Morning Five: 07.18.11 EditionPosted by jstevrtc on July 18th, 2011
- North Carolina’s Leslie McDonald tore his right ACL in a summer league game on Thursday night and there’s fear he might miss the entirety of the 2011-12 season. The rising junior was seventh in minutes for last season’s Tar Heels and fifth in scoring (7.0 PPG), but second in made threes (51) and three-point percentage (38.1%). Despite McDonald’s obvious increased confidence and improved play last year, minutes at the guard position would have been tough to come by in the upcoming, with Dexter Strickland, Reggie Bullock, and Kendall Marshall comprising a formidable corps and P.J. Hairston en route. It is, nevertheless, a significant hit to the Heels’ depth in terms of both outside shooting and experience, though we’re not sure how much it moves the needle back toward Kentucky in terms of the pre-season #1.
- Anthony Hubbard spent four years in the hoosegow after a 2003 home robbery, then worked hard to get his life back on the right track by graduating from high school and then becoming a junior college basketball star in Maryland. With two seasons of eligibility left, he was slated to start at Iowa next year, but that’s not going to happen. Hubbard, a 6’5 guard, has decided he wants to try to find a school closer to his home in Virginia, so he’ll leave Iowa without having ever donned the Hawkeye uniform. Can’t blame either side, here. If Hubbard thinks this is the best thing for his life on and off the court, then he’s right to go before the relationship went any farther. Given the time, effort, and faith Fran McCaffrey and his staff put into bringing Hubbard to Iowa, though, you can’t blame Iowa AD Gary Barta for admitting his and his staff’s disappointment (as he does in the story) while still wishing Hubbard the best.
- “Ladies and gentlemen, your Rutgers University Scarlet Knights!…aka Ned Stevens Gutter Cleaning!!” Please allow yourself time to check out how the (Newark) Star-Ledger’s Brendan Prunty (a favorite of ours, by the way) ties those two entities together, but suffice to say that some players on next season’s Rutgers squad are enjoying some very valuable time together playing in the Jersey Shore summer league. Hey, it might not be one of those team trips to Europe or China, but it’s still two extra months to work on team chemistry both as players and as gentlemen, and that never hurts.

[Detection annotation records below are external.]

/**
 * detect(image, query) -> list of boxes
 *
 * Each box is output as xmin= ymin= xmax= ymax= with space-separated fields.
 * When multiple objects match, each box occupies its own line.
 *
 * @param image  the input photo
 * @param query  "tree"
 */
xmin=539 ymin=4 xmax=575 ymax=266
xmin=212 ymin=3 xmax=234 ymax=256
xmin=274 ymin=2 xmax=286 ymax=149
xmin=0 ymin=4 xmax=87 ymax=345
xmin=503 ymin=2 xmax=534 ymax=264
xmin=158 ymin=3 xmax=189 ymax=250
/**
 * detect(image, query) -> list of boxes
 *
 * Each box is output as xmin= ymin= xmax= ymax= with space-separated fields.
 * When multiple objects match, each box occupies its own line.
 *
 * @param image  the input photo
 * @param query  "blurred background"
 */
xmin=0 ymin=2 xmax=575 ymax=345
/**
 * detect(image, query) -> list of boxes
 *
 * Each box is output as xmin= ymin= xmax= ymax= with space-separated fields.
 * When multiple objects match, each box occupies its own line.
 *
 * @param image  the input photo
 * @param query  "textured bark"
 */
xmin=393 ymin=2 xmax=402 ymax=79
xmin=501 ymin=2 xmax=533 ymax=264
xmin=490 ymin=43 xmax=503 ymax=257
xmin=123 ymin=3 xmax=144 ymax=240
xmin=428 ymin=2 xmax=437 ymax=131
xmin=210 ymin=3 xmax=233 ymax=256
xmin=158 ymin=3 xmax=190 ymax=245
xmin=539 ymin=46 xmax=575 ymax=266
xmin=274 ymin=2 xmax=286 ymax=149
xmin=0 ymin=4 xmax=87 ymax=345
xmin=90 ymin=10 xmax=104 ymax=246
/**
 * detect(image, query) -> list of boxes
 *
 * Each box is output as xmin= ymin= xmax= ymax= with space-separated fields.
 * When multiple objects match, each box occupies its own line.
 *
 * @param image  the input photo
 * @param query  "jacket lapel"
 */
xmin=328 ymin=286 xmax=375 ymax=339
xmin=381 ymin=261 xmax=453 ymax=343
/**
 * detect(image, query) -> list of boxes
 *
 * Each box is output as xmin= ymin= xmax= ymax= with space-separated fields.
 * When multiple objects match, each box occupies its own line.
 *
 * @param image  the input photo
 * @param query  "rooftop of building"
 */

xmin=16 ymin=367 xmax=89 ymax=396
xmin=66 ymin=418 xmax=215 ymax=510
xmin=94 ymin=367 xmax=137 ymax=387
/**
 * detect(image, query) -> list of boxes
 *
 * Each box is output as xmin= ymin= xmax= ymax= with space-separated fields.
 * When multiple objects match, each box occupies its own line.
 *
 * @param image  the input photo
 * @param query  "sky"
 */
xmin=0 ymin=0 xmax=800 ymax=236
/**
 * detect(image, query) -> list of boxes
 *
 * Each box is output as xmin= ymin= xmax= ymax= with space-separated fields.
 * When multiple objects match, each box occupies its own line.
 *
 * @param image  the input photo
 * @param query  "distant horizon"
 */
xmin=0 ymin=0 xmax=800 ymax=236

- People who like math major in mathematics. Students who play the cello can be cello majors. Should college athletes, then, be allowed to major in their sport if they want? Seems like that idea hasn’t ever really been taken seriously, but we hear someone make the case for it every so often; this time, Arizona State’s StatePress.com steps up and gives it a shot. In their proposed paradigm, obviously athletes would have to take basic requirements just like students with non-athletic majors, and the author notes how, even for those players who don’t end up playing professionally in their chosen sport, there may still be several career options for which such a major could prepare them. We add the following question: does the bachelor’s have to be the terminal degree? It would be pretty fantastic to be the first person with a “ChD” — a Doctorate of College Hoops.
- The college basketball story of the summer may have (unfortunately, as it happens) arrived. On Sunday, 60-year old David Salinas was found dead in Houston, apparently of suicide. Salinas founded a summer basketball program for local kids when he wasn’t acting as an “investment adviser.” CBS’ Gary Parrish and Jeff Goodman have reported that the suicide appears to be a result of the feds’ investigation of Salinas’ allegedly fraudulent business practices. The college basketball angle is that many coaches — we’re talking some big names, as you’ll read in the linked article — entrusted quite a bit of their money to Salinas, and his summer program may have helped funnel some recruits to certain schools represented by those coaches. The link between the players and the money hasn’t been firmly established as of yet, but you know the NCAA is watching this very closely. So are we, and we’ll have more up here as events warrant.